冬樹がドアを開けるガチャリという音が聞こえる。


「こんにちは。御嬢さんの担任の、夏目と申しますが、お父様はいらっしゃいますでしょうか。」


はっと息をのむと、父が隣で身を強張らせるのを感じた。


「追い返せ。」


父が低い声で、一階にいる冬樹に忠告する。


「早く追い返せ。」


その時、冬樹が信じられないことを言った。


「早瀬さんなら二階にいます。詩織ちゃんも一緒です。……さあ。」

「あいつっ!」


父が歯ぎしりをする。


同時に、階段を一歩一歩ゆっくりと登ってくる足音。

父はだんだん、追い詰められたような表情になっていく。


階段を上りきった夏目は、なぜだろう、とても落ち着いて見えた。

それと対照的に、父の目は泳いでいる。


「お父さん、お話があるのですが。
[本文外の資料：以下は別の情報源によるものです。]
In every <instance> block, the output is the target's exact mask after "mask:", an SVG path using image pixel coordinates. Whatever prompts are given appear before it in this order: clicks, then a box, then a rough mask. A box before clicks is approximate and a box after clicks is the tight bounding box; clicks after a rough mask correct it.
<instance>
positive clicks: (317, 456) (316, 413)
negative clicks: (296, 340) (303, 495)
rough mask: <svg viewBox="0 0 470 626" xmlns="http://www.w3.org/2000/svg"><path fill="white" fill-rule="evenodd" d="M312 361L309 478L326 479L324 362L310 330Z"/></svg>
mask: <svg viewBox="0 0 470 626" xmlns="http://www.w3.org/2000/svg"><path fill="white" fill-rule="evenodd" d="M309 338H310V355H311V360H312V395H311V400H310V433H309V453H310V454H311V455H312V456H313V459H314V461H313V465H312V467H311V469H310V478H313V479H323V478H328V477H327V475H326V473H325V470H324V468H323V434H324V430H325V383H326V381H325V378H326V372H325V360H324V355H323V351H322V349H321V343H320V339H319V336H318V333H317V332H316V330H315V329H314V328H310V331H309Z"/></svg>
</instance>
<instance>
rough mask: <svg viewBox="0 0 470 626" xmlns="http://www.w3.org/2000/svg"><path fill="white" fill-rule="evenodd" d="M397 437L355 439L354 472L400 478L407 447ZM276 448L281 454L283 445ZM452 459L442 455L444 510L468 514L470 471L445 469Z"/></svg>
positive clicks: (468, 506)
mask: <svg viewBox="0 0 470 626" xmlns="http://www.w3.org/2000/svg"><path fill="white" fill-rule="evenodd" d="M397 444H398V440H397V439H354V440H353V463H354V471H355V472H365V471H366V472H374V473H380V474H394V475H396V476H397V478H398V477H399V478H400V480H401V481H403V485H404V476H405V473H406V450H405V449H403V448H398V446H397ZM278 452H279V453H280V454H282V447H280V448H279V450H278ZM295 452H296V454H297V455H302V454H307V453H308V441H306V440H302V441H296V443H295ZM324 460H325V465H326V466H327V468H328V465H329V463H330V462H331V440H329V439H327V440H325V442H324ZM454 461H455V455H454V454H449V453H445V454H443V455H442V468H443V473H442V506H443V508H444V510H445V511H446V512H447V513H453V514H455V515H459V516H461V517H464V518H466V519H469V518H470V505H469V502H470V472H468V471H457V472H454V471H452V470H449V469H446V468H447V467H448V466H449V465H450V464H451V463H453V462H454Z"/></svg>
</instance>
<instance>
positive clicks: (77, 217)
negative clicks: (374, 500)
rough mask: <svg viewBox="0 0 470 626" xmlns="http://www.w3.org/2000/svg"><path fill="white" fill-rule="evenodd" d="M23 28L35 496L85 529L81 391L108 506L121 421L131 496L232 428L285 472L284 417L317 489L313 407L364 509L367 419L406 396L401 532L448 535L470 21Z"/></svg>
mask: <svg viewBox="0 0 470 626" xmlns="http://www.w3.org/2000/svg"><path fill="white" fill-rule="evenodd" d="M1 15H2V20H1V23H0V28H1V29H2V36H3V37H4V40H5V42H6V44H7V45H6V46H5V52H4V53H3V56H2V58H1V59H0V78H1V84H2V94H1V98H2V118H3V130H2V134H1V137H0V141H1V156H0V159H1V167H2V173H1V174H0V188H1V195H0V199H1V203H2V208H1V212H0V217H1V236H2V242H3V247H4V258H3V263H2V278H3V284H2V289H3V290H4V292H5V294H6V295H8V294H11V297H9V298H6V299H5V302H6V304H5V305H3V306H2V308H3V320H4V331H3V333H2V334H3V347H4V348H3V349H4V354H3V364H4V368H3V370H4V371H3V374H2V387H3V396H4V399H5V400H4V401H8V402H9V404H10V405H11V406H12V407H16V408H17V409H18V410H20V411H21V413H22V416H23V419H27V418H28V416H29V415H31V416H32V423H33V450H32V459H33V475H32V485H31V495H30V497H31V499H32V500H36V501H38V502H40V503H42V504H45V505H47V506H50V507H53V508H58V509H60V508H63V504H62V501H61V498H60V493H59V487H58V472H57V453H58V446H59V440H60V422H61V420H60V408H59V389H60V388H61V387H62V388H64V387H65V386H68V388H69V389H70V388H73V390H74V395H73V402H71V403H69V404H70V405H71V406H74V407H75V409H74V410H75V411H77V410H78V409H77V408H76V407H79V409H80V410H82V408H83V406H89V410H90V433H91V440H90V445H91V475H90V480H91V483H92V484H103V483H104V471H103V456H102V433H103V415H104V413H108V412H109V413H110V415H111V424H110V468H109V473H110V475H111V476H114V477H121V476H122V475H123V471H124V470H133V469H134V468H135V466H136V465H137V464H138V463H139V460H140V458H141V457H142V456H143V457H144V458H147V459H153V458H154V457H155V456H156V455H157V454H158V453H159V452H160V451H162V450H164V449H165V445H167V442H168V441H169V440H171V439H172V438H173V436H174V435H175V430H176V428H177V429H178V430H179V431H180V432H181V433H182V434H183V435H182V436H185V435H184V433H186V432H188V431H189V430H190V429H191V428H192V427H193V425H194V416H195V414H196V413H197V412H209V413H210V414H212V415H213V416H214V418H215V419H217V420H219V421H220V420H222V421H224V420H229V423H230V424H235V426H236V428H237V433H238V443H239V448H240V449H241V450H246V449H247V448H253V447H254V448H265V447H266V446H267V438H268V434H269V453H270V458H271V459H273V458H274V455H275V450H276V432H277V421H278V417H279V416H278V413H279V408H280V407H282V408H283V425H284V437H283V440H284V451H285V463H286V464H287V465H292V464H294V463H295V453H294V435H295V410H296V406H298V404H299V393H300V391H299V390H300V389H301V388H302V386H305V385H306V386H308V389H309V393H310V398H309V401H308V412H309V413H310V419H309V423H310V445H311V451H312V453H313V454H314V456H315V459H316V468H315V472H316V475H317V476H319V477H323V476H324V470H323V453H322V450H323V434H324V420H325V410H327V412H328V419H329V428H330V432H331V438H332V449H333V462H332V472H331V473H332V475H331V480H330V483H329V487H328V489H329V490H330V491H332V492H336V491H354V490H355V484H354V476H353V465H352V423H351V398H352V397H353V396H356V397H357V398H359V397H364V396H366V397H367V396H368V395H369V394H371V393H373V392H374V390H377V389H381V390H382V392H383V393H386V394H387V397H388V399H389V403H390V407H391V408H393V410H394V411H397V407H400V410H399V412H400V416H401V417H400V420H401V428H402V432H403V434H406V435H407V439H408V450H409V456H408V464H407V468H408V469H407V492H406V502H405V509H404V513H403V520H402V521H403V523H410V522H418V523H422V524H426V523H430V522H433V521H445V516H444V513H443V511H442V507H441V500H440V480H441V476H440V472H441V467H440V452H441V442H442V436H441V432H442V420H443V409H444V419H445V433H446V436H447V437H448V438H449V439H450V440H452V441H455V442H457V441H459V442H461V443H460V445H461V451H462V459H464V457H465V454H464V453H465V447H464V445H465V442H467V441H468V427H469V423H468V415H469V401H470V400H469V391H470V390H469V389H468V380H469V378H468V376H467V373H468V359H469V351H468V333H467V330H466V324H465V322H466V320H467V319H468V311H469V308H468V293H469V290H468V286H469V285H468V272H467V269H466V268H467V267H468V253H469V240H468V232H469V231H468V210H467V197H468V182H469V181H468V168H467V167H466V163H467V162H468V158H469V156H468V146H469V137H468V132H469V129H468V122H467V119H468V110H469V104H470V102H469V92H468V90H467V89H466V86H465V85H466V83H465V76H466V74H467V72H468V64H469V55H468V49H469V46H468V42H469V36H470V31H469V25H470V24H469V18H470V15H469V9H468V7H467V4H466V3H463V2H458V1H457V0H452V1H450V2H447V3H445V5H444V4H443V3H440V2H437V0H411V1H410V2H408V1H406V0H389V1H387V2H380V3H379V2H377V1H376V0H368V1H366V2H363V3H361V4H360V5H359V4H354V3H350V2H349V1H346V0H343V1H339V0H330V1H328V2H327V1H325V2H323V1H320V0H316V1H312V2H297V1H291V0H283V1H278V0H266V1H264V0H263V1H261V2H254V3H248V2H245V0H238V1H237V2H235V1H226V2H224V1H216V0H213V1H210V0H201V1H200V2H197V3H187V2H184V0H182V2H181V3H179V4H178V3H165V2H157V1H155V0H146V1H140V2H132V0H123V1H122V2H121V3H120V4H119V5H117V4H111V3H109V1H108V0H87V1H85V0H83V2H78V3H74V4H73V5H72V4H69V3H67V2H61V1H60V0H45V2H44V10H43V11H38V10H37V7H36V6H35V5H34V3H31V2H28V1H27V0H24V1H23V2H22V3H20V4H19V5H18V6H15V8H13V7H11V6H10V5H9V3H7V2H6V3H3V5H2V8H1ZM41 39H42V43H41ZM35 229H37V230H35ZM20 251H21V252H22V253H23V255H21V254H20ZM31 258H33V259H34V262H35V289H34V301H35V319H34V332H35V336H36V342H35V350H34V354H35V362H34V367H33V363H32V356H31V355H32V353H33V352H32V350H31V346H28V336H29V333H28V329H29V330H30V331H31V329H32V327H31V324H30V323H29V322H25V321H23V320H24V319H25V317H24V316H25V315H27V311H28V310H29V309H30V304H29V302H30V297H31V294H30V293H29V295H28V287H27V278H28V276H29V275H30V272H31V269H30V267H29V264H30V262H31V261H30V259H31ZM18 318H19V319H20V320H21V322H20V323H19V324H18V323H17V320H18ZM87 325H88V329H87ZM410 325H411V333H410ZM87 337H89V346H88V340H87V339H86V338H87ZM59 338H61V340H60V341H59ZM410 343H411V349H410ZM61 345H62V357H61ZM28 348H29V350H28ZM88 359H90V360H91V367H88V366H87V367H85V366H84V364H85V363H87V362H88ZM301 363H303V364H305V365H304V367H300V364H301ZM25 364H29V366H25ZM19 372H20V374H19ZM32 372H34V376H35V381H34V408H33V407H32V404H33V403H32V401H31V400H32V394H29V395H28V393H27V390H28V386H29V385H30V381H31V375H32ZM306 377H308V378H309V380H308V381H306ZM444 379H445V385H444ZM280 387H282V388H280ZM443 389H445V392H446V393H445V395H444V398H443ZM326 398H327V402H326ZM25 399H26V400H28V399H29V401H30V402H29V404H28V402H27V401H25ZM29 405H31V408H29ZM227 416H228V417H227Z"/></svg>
」

「帰れ!早く帰れ!」

「彼女を、詩織を連れて行きます。」


――え。


きっぱりと言い切った夏目に、私は一瞬戸惑った。

連れて行くって、どこに?


「お前に何の権限があってそんなこと!俺は詩織の父親だぞ?お前はなんだ。言ってみろ!」

「私は詩織の担任です。それから、……私は彼女を愛しています。」

「ふざけるな!」


父が夏目の頬を殴る。

何度も何度も繰り返し殴る。

でも、夏目は殴られるままになっていた。


絶対に、殴り返そうとはしなかった。


私は夏目の覚悟を知った。

そして、夏目の気持ちが本物であることを。


「やめて!お父さん、やめて!」


夏目が殴られている姿を見ているのが苦しくて、私は思わず夏目と父の間に割って入った。


「どけ!」


父が怒鳴って、私を突き飛ばす。

もう少しで階段から落ちそうになるところを、何とかこらえて再び間に入る。

夏目だけ戦うなんて卑怯だ。

私も、一緒に戦うんだ。


「お父さん!やめてったら!」


今度は父が私に向かって振りかざした手をつかんで、体ごとぶつかっていった。

すると、父の体が重心を崩してぐらりと揺れる。


そして、そして。


それは一瞬の出来事だった。


背後に階段があることに気付かずに、一歩後ろに足を出した父は、そのまま階段を転げ落ちたのだ。


ドドドド、と派手な音を立てて父が階段を落ちていく。


まるでスローモーションのように見えた。


「お、お父さん、」


夏目が慌てて駆け寄る。


「早瀬さん!早瀬さん!」


父は返事をしない。

夏目が肩を揺する。


「早瀬さん!」


顔がすっと青ざめていくのが、自分でも分かった。